Com investimento estimado em R$ 27 bilhões, o projeto da Solatio se junta a uma lista crescente de empreendimentos bilionários com cronogramas ameaçados por gargalos no sistema elétrico. 

Segundo os últimos dados divulgados pelo o próprio Ministério de Minas e Energia (MME), haviam onze projetos com pedidos formais de acesso ao Sistema Interligado Nacional (SIN), somando 45 GW de capacidade instalada até 2038. 

A Casa dos Ventos, por exemplo, pretende investir R$ 49 bilhões na usina de hidrogênio e mais R$ 50 bilhões em um centro de processamento de dados. 

A empresa chegou a contratar consultorias independentes que apontaram a disponibilidade de pelo menos 2 GW na região do Pecém, mas ainda assim foi surpreendida pela negativa do operador.

Outro caso emblemático é o da Fortescue, que espera produzir hidrogênio verde em larga escala também no Pecém, com previsão de R$ 17,5 bilhões em investimentos e capacidade inicial de 1,2 GW, podendo chegar a 2,1 GW, que também teve um pedido de acesso à rede indeferido. 

No Brasil, plantas em estados como Ceará (Casa dos Ventos, Fortescue e Voltalia), Piauí (Solatio), Pernambuco (European Energy) e Minas Gerais (Atlas Agro) tinham a expectativa de chegar à decisão final de investimento (FID) até o fim de 2025

Contudo, o avanço dos projetos esbarra na negativa do acesso à rede. 

Situação preocupa setor

A Associação Brasileira do Hidrogênio Verde (Abihv) e a Associação Brasileira de Energia Eólica e Novas Tecnologias (Abeeólica) encaminharam carta ao MME, em fevereiro, solicitando a antecipação do POTEE, que depende de estudos da Empresa de Pesquisa Energética (EPE). 

Existe uma preocupação com a defasagem entre os cronogramas de planejamento e expansão da rede elétrica e os subsídios do governo federal para os projetos de produção de hidrogênio. 

O Programa de Desenvolvimento do Hidrogênio de Baixo Carbono (PHBC) prevê R$ 18,3 bilhões em créditos fiscais entre 2028 e 2032, mas os leilões para reforço da transmissão devem ocorrer apenas a partir de 2026, com entrega de obras após 2032.

A EPE, em nota recente, afirmou que conduz atualmente um estudo prospectivo específico para cargas de hidrogênio no Nordeste, com conclusão prevista para dezembro de 2025.

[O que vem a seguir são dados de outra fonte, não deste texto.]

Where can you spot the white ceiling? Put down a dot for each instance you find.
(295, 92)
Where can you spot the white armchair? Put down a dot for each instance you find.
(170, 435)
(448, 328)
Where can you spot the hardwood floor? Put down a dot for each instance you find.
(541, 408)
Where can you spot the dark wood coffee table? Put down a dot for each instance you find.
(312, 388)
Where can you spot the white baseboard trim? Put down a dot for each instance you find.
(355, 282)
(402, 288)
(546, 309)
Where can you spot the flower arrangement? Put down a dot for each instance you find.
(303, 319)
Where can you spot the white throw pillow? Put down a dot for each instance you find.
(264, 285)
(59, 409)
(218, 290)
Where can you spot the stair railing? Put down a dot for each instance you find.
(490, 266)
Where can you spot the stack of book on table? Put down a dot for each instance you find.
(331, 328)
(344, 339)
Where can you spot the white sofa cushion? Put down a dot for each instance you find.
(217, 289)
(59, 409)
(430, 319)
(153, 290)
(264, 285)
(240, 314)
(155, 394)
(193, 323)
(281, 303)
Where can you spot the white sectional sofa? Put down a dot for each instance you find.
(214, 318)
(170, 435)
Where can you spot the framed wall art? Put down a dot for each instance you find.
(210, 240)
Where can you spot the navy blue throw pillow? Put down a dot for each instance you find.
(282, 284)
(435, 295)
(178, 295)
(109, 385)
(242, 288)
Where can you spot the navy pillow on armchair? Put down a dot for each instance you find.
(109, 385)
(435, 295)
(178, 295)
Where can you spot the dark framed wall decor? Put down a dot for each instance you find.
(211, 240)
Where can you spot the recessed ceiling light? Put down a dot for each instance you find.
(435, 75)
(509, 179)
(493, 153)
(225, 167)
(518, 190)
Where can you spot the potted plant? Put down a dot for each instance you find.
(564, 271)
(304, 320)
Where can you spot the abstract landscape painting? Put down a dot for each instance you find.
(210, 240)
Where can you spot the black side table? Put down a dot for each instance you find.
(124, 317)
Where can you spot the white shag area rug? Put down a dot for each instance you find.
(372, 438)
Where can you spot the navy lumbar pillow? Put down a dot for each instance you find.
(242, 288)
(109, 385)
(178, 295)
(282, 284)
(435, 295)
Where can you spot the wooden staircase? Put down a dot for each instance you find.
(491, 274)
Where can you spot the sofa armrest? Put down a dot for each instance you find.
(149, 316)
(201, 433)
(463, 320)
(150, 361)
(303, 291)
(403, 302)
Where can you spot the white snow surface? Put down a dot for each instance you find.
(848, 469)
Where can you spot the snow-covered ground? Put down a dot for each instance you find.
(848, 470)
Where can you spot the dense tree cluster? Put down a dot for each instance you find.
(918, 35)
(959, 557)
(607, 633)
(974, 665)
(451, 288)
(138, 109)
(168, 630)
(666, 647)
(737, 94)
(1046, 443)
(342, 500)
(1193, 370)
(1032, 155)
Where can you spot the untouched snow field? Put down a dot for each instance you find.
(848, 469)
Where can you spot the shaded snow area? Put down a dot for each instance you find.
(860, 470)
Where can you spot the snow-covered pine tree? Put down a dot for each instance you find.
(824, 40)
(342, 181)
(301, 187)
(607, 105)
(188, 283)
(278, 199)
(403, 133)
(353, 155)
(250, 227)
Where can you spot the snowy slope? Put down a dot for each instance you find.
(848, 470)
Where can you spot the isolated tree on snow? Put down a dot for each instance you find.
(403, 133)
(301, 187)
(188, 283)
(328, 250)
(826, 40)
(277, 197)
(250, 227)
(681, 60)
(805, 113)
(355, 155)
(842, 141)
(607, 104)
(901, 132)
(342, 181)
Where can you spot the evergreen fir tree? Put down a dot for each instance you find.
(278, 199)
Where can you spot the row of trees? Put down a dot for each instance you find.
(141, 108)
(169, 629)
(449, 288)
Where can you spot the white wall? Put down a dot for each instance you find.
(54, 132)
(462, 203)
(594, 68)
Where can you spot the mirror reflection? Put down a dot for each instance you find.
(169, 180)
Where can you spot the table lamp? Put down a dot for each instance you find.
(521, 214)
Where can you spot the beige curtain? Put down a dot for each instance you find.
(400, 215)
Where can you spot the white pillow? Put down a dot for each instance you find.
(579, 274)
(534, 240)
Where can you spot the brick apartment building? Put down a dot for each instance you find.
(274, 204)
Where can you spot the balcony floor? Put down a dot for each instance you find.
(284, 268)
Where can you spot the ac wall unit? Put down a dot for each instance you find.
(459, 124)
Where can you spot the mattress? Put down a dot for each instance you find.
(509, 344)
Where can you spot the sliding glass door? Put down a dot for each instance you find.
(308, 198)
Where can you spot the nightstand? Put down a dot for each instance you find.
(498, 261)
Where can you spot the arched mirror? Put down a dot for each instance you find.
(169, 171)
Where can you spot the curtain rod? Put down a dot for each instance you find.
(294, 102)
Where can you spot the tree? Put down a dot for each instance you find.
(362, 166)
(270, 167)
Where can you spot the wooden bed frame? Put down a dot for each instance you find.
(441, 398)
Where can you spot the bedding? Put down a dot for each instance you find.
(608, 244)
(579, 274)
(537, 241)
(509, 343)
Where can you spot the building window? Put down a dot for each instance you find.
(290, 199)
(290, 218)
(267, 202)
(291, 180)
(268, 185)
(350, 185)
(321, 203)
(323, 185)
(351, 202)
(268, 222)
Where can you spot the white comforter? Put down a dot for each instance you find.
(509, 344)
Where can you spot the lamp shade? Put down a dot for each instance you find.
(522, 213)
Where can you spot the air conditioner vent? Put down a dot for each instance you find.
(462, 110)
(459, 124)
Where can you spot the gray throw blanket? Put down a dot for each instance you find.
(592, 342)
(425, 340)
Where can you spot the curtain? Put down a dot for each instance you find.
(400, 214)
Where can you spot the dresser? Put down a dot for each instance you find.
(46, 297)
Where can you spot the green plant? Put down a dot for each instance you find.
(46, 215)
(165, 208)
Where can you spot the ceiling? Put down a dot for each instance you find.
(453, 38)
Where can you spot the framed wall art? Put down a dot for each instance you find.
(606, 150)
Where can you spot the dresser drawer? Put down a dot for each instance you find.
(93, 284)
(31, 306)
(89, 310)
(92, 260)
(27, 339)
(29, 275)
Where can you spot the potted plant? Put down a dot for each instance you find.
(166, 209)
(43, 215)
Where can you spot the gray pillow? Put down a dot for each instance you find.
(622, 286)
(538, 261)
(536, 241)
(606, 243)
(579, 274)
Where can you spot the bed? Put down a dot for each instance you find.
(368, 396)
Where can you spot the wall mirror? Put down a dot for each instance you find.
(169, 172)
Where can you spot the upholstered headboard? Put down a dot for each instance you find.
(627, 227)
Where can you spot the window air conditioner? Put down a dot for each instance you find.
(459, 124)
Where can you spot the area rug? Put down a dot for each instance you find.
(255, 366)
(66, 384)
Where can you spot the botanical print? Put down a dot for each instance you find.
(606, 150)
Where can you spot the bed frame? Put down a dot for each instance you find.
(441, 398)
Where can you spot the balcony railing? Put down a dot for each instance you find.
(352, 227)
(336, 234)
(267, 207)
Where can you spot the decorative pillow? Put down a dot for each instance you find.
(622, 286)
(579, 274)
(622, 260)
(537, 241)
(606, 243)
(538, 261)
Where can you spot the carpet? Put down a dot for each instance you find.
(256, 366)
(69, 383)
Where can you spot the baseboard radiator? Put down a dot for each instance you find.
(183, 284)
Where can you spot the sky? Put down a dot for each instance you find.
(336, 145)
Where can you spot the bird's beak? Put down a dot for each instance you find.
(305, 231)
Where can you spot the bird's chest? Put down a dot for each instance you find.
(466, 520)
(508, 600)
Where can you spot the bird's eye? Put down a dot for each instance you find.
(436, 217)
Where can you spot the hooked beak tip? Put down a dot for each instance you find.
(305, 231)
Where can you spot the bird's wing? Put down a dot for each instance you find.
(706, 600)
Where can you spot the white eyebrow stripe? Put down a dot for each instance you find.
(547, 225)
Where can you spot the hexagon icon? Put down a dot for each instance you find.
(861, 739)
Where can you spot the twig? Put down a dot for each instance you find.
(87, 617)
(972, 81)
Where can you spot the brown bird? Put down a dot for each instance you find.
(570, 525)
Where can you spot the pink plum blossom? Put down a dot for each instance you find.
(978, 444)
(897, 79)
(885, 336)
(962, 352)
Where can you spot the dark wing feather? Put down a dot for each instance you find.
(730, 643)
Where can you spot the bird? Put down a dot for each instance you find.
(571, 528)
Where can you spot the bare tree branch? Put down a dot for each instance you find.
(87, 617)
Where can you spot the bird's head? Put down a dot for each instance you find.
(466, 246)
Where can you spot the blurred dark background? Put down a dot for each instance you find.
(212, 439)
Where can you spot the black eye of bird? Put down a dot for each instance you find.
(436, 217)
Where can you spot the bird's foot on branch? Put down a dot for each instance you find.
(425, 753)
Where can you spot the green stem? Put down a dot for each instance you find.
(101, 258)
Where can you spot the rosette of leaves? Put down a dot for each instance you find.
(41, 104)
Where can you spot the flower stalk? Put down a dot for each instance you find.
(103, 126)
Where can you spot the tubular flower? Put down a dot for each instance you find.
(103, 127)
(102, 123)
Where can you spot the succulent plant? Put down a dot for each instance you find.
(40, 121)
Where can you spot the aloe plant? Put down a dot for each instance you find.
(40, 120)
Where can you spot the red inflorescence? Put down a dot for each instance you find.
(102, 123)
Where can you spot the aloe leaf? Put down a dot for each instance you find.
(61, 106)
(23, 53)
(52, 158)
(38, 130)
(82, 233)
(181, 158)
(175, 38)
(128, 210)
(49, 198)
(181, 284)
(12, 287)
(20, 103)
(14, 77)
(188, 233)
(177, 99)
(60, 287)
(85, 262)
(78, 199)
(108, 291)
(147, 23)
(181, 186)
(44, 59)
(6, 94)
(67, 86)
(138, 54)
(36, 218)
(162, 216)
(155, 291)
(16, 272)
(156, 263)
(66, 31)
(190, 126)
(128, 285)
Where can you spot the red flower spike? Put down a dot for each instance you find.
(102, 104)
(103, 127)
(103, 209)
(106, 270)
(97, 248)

Os resultados devem orientar a expansão da malha de transmissão para atender à nova demanda industrial da região.

A EPE explica ainda que o desafio de integrar grandes cargas à rede elétrica não é exclusivo do país, a exemplo do que ocorre nos Estados Unidos, onde entidades como a North American Electric Reliability Corporation (NERC) e a Energy Systems Integration Group (ESIG) criaram, em 2024, grupos de trabalho dedicados ao tema, com foco na harmonização de práticas entre operadores e empreendedores.

Espaço na rede

A presidente da Abihv, Fernanda Delgado, explicou à agência eixos, que, o MME pediu novos cálculos e análises técnicas para verificar se há margem para liberação de capacidade na rede. A ideia da pasta seria garantir 4 GW para projetos considerados ultraeletrointensivos. 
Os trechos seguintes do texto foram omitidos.